Content of the article continued
Besides Missouri, the states joining Texas were: Alabama, Arkansas, Florida, Indiana, Kansas, Louisiana, Mississippi, Montana, Nebraska, North Dakota, Oklahoma, South Carolina, South Dakota, Tennessee, Utah and West Virginia. All of the states were represented by Republican officials on the record. All but three of the states have Republican governors.
Trump falsely claimed he was reelected and made unsubstantiated allegations of widespread electoral fraud. State-level election officials said they found no evidence of such fraud.
Officials in Georgia, Michigan, Pennsylvania and Wisconsin called the lawsuit a reckless attack on democracy.

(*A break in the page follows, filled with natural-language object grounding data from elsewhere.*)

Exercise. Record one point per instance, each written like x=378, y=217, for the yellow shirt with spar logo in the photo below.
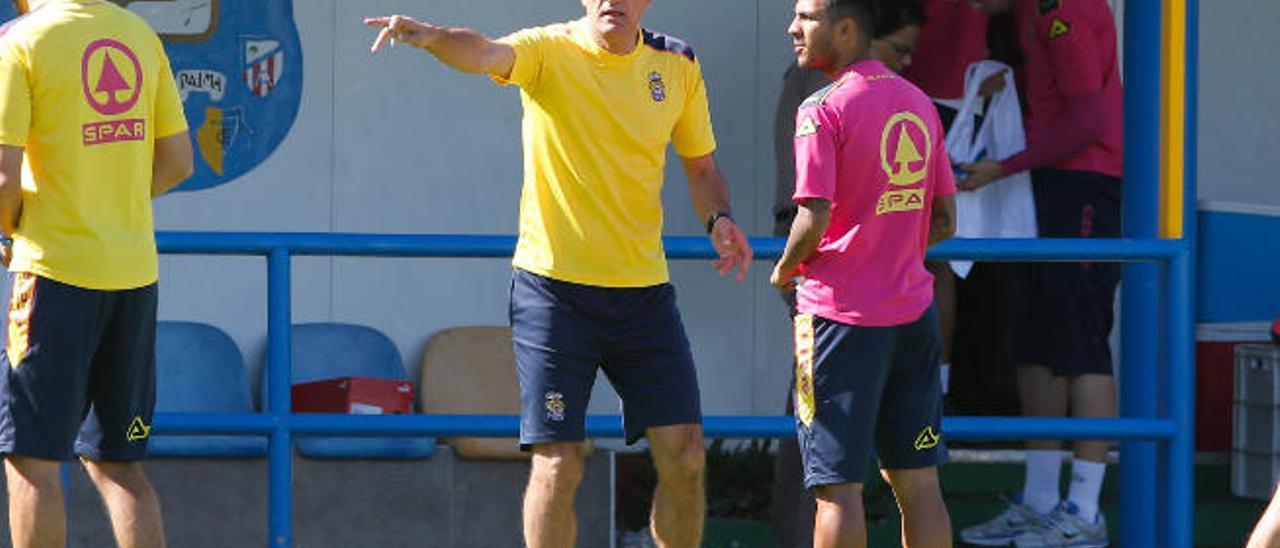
x=86, y=88
x=595, y=135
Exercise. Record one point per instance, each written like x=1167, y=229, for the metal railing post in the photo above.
x=1182, y=297
x=279, y=405
x=1182, y=403
x=1139, y=293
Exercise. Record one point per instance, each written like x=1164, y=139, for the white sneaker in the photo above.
x=1065, y=528
x=1004, y=529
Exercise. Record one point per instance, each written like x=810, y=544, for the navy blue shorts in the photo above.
x=860, y=384
x=1061, y=313
x=80, y=371
x=563, y=332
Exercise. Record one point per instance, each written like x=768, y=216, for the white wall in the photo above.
x=398, y=144
x=1238, y=103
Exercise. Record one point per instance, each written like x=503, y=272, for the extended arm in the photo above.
x=812, y=222
x=942, y=223
x=709, y=196
x=1079, y=127
x=464, y=49
x=172, y=164
x=10, y=188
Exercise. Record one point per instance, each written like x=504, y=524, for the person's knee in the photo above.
x=558, y=465
x=681, y=456
x=914, y=484
x=124, y=475
x=846, y=496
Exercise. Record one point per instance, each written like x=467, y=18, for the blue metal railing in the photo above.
x=279, y=424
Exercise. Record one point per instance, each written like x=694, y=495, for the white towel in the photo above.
x=1004, y=209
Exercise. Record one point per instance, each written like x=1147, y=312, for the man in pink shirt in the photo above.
x=1060, y=327
x=874, y=188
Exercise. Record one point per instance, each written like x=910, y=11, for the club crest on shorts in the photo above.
x=927, y=439
x=805, y=403
x=657, y=88
x=554, y=406
x=138, y=430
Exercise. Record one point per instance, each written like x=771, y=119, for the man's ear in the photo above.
x=846, y=30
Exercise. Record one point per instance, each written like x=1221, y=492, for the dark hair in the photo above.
x=863, y=12
x=897, y=14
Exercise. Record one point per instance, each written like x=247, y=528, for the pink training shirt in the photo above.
x=873, y=146
x=1070, y=49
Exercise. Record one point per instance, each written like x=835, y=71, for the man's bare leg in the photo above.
x=1095, y=397
x=36, y=515
x=926, y=523
x=679, y=503
x=553, y=479
x=131, y=502
x=840, y=521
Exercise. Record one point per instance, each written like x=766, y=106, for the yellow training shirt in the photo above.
x=595, y=135
x=86, y=88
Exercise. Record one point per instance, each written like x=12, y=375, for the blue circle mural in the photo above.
x=238, y=67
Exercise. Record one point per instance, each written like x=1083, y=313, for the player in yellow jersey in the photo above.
x=87, y=99
x=603, y=97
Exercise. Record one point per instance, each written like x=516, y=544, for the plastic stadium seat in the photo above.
x=472, y=371
x=199, y=369
x=325, y=351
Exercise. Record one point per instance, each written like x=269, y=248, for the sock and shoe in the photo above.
x=1038, y=517
x=1075, y=521
x=1043, y=473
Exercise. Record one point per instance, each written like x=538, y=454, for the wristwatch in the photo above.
x=717, y=215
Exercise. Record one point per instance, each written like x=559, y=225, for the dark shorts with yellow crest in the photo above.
x=78, y=371
x=566, y=332
x=863, y=384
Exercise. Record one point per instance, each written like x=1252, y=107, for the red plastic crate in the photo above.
x=1215, y=378
x=355, y=396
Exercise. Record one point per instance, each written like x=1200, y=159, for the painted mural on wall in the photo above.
x=238, y=64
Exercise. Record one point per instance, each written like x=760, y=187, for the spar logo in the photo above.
x=112, y=81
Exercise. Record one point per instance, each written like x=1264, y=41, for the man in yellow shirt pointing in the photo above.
x=91, y=129
x=602, y=99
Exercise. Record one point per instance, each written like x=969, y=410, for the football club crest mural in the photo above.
x=238, y=67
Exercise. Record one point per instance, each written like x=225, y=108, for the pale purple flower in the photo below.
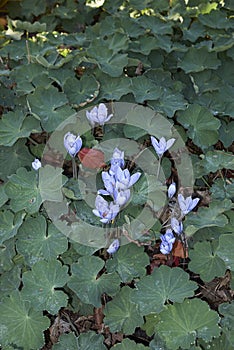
x=162, y=145
x=36, y=164
x=117, y=160
x=171, y=190
x=167, y=242
x=72, y=143
x=124, y=180
x=187, y=204
x=177, y=226
x=114, y=246
x=105, y=210
x=98, y=115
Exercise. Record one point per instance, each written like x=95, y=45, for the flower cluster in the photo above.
x=186, y=205
x=117, y=182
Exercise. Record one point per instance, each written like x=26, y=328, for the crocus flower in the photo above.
x=117, y=160
x=114, y=246
x=187, y=204
x=36, y=164
x=106, y=211
x=176, y=226
x=171, y=190
x=72, y=143
x=124, y=180
x=98, y=115
x=167, y=242
x=162, y=145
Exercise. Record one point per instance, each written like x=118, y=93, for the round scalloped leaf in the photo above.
x=198, y=59
x=128, y=344
x=86, y=283
x=37, y=241
x=181, y=324
x=23, y=191
x=201, y=124
x=225, y=251
x=165, y=284
x=130, y=262
x=11, y=158
x=205, y=261
x=15, y=125
x=10, y=224
x=121, y=314
x=208, y=217
x=21, y=324
x=41, y=283
x=85, y=341
x=81, y=91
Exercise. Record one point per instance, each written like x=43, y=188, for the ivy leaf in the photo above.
x=22, y=323
x=164, y=284
x=129, y=261
x=206, y=262
x=181, y=324
x=40, y=284
x=121, y=314
x=81, y=91
x=15, y=125
x=85, y=341
x=23, y=191
x=202, y=126
x=208, y=217
x=87, y=286
x=37, y=241
x=224, y=251
x=197, y=59
x=10, y=224
x=14, y=157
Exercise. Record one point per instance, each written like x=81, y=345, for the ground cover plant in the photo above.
x=116, y=176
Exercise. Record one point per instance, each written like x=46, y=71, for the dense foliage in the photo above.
x=162, y=68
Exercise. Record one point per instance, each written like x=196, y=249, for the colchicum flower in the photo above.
x=106, y=211
x=176, y=226
x=36, y=164
x=162, y=145
x=167, y=242
x=117, y=160
x=171, y=190
x=187, y=204
x=98, y=115
x=114, y=246
x=72, y=143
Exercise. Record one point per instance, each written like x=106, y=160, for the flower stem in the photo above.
x=74, y=168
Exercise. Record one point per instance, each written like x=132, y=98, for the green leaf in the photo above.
x=198, y=59
x=87, y=286
x=10, y=224
x=11, y=158
x=144, y=89
x=130, y=262
x=37, y=240
x=202, y=126
x=23, y=191
x=41, y=283
x=14, y=125
x=128, y=344
x=86, y=341
x=224, y=251
x=208, y=217
x=163, y=285
x=21, y=324
x=81, y=91
x=121, y=314
x=181, y=324
x=205, y=261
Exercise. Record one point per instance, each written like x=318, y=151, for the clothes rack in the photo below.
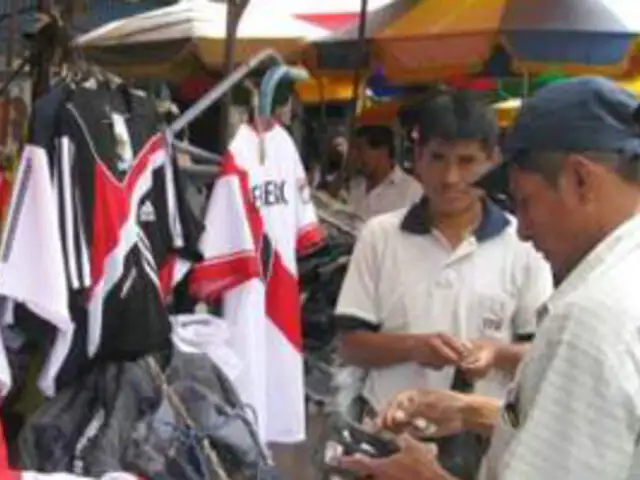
x=223, y=87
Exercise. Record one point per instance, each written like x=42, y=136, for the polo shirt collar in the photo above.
x=494, y=220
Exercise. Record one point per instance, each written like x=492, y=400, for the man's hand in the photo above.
x=437, y=350
x=415, y=461
x=480, y=360
x=428, y=413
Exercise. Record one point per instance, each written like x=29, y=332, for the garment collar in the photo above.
x=493, y=223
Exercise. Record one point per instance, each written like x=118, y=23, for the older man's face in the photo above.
x=548, y=216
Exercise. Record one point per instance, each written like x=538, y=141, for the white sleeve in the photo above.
x=359, y=293
x=535, y=288
x=228, y=244
x=32, y=260
x=310, y=234
x=583, y=423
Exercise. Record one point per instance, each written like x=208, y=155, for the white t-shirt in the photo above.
x=574, y=409
x=259, y=218
x=404, y=278
x=398, y=190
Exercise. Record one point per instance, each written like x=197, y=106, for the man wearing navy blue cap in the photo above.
x=572, y=165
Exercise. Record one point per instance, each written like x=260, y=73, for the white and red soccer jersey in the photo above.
x=259, y=217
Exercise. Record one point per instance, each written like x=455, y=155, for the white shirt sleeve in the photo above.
x=34, y=221
x=583, y=422
x=534, y=290
x=359, y=293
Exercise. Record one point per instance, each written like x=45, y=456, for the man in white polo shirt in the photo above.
x=381, y=186
x=573, y=168
x=447, y=275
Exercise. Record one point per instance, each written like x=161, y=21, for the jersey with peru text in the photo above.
x=259, y=218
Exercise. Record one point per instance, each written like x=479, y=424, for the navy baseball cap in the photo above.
x=578, y=115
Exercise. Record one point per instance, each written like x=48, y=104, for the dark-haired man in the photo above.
x=445, y=283
x=382, y=185
x=573, y=169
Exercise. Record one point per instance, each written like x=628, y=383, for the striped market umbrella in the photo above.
x=418, y=40
x=189, y=36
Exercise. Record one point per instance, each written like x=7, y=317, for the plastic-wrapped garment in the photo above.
x=140, y=425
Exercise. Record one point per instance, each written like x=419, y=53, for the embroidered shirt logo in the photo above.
x=147, y=212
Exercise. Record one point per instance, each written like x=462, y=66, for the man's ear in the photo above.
x=495, y=156
x=581, y=176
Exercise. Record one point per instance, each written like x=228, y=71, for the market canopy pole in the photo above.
x=361, y=61
x=235, y=9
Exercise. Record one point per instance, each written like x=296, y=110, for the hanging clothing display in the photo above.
x=96, y=223
x=141, y=417
x=263, y=199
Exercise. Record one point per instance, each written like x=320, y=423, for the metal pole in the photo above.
x=235, y=10
x=13, y=28
x=362, y=58
x=223, y=87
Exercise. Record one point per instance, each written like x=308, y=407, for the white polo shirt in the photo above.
x=404, y=278
x=574, y=409
x=398, y=190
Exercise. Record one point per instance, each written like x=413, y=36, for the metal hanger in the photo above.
x=222, y=88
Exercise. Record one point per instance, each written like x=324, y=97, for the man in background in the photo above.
x=380, y=186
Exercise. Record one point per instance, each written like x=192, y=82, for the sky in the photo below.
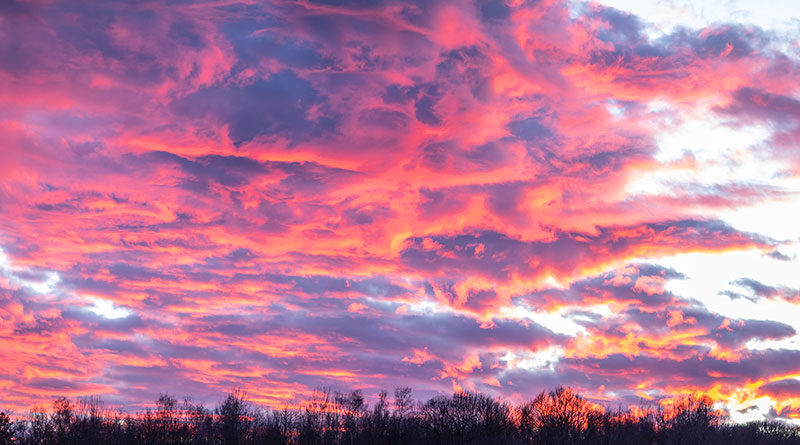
x=489, y=195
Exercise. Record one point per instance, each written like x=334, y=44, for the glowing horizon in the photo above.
x=495, y=195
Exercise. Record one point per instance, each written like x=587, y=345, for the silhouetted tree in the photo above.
x=559, y=416
x=234, y=417
x=6, y=429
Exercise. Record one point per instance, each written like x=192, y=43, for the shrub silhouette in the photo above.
x=559, y=416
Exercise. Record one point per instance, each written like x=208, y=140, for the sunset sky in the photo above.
x=491, y=195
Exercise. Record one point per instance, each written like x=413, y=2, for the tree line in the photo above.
x=559, y=416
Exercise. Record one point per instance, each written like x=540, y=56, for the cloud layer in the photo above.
x=285, y=195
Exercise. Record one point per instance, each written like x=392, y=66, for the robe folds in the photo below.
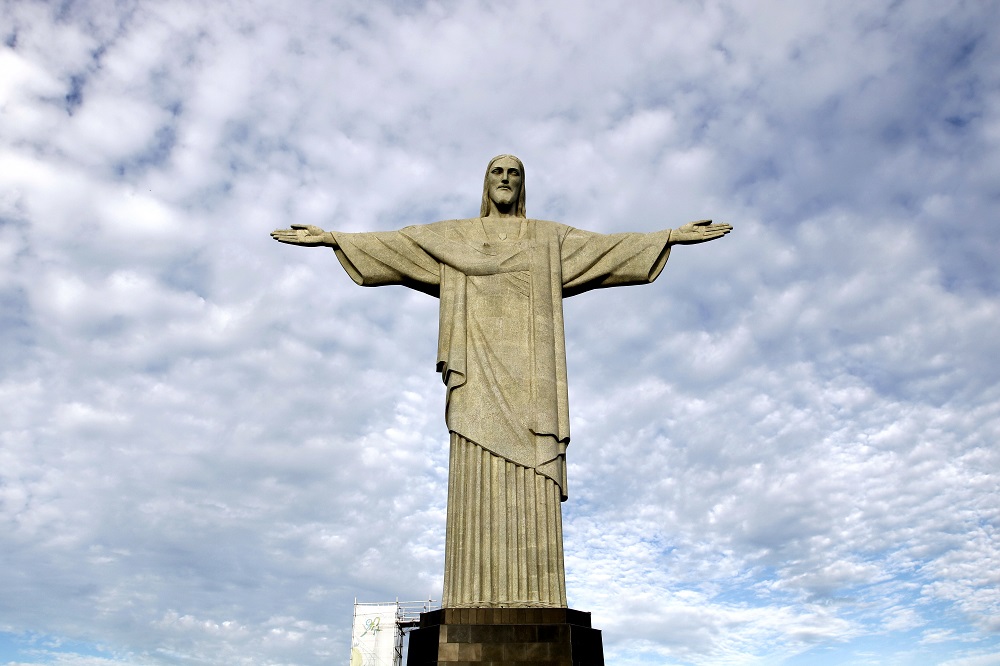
x=501, y=354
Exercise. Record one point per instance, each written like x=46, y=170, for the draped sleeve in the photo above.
x=378, y=258
x=594, y=261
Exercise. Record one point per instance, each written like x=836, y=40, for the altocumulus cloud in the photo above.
x=784, y=450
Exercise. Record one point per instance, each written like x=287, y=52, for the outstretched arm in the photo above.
x=701, y=231
x=304, y=234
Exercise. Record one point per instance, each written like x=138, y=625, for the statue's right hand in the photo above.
x=303, y=234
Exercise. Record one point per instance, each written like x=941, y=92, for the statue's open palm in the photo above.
x=701, y=231
x=303, y=234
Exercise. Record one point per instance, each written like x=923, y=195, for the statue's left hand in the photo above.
x=701, y=231
x=304, y=234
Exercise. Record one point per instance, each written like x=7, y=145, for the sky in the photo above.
x=784, y=450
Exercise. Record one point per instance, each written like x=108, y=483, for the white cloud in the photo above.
x=784, y=450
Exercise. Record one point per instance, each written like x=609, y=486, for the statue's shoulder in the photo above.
x=549, y=228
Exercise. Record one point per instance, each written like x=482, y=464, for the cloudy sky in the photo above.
x=784, y=450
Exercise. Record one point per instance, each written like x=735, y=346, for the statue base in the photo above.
x=536, y=636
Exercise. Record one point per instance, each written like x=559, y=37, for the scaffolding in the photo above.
x=371, y=644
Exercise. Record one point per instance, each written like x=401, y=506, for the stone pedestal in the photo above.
x=494, y=636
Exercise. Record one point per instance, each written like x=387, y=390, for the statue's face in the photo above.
x=504, y=182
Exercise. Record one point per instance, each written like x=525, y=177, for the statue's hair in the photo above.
x=484, y=209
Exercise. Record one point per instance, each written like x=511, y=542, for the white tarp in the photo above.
x=373, y=640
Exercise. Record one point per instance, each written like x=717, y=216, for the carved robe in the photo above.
x=501, y=354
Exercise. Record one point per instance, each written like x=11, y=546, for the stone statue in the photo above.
x=501, y=279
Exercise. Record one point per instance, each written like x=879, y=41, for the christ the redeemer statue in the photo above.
x=501, y=279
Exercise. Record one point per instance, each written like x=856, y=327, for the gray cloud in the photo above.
x=784, y=450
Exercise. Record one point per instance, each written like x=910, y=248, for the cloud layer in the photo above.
x=784, y=450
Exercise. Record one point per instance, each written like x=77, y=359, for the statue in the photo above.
x=501, y=279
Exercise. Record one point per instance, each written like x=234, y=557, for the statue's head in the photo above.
x=504, y=185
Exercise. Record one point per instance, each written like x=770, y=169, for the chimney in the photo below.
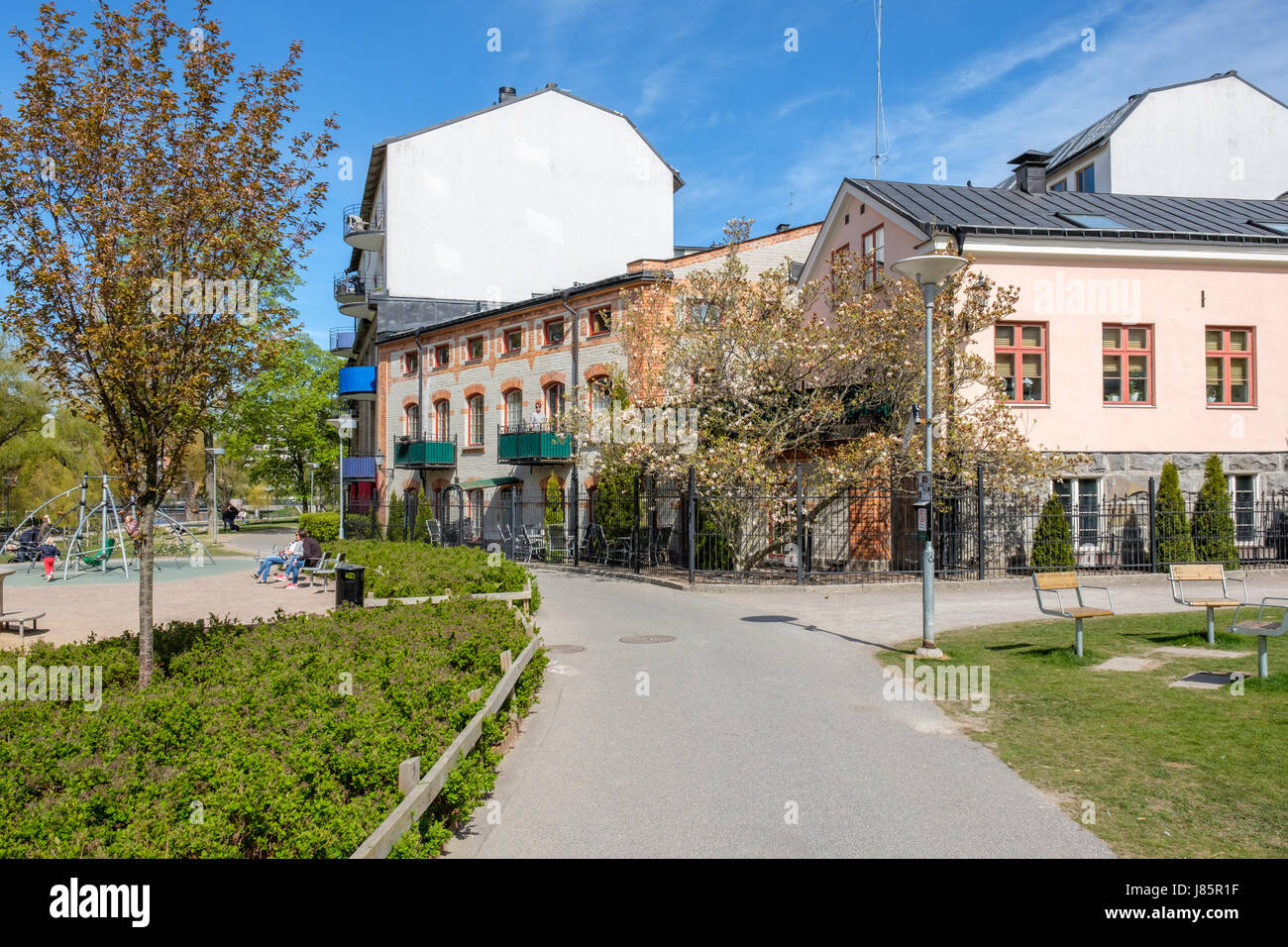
x=1030, y=171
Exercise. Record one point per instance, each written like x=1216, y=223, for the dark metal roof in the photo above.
x=999, y=211
x=1095, y=134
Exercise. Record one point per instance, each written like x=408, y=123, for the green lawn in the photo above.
x=1171, y=772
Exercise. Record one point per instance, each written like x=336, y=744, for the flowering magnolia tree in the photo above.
x=146, y=192
x=776, y=385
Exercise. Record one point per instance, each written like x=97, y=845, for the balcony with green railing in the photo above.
x=533, y=444
x=424, y=451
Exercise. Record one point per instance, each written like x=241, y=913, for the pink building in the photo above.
x=1146, y=328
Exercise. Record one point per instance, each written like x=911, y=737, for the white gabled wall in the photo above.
x=1207, y=140
x=522, y=198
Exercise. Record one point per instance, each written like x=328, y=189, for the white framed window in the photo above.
x=514, y=408
x=1081, y=499
x=1243, y=497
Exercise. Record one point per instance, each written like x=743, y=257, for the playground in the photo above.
x=104, y=600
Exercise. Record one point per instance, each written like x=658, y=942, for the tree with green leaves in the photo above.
x=1171, y=526
x=554, y=502
x=1052, y=540
x=395, y=530
x=1212, y=526
x=275, y=425
x=149, y=189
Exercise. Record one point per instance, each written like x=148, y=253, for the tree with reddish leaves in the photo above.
x=154, y=201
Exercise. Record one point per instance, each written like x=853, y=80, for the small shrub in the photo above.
x=1052, y=540
x=1175, y=543
x=1212, y=526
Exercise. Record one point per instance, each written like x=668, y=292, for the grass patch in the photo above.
x=249, y=744
x=1171, y=772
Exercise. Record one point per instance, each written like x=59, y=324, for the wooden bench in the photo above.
x=1261, y=628
x=1207, y=577
x=21, y=620
x=1059, y=582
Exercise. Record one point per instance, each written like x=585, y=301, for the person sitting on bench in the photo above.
x=309, y=556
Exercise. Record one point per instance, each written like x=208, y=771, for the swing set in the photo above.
x=98, y=538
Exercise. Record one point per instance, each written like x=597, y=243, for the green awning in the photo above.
x=490, y=482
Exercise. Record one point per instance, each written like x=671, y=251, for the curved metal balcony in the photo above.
x=365, y=230
x=359, y=382
x=351, y=294
x=342, y=342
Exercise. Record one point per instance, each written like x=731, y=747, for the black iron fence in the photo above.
x=864, y=534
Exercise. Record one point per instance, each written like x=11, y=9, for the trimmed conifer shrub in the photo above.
x=1052, y=540
x=1212, y=526
x=1175, y=543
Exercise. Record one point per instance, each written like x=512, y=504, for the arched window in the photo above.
x=600, y=393
x=442, y=420
x=554, y=401
x=514, y=408
x=476, y=405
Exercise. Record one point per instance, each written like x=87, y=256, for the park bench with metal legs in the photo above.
x=1261, y=628
x=1205, y=575
x=1060, y=582
x=326, y=573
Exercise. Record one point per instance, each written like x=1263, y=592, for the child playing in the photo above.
x=50, y=553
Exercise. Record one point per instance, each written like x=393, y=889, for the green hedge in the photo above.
x=245, y=746
x=407, y=570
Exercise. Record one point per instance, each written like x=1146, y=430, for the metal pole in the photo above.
x=979, y=517
x=800, y=531
x=927, y=553
x=635, y=540
x=692, y=526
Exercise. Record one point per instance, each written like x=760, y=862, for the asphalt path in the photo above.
x=760, y=731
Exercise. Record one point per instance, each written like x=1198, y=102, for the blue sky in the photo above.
x=748, y=125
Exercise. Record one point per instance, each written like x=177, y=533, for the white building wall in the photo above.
x=523, y=198
x=1209, y=140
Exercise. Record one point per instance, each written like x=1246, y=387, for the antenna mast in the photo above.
x=876, y=119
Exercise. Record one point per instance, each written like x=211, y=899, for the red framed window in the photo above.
x=1127, y=365
x=837, y=254
x=1020, y=360
x=513, y=339
x=874, y=256
x=1229, y=363
x=442, y=420
x=476, y=407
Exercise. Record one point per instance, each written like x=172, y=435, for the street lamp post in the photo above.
x=927, y=272
x=215, y=454
x=312, y=468
x=344, y=425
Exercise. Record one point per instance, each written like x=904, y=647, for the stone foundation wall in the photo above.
x=1128, y=474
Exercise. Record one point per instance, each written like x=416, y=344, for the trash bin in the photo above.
x=349, y=583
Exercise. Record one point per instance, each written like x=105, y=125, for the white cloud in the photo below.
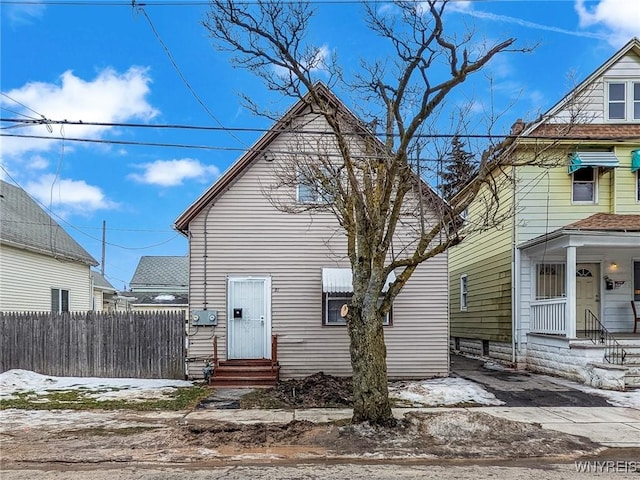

It was filed directly with the Supreme Court rather than a lower court, as is permitted in some interstate disputes.
The New York Times, citing an anonymous source familiar with the discussion, reported that Trump had asked Republican U.S. Senator Ted Cruz, of Texas, to argue the case if the Supreme Court agreed to hear him.
“Both procedurally and substantively, this is a mess,” Justin Levitt, professor of electoral law at Loyola Law School in California, said of the Texas trial. “There is no way the court will agree to take the case.”
The Texas lawsuit argued that changes made by the four states to voting procedures amid the coronavirus pandemic to expand postal voting were illegal. Texas has asked the Supreme Court to immediately prevent the four states from using the voting results to nominate presidential voters to the Electoral College.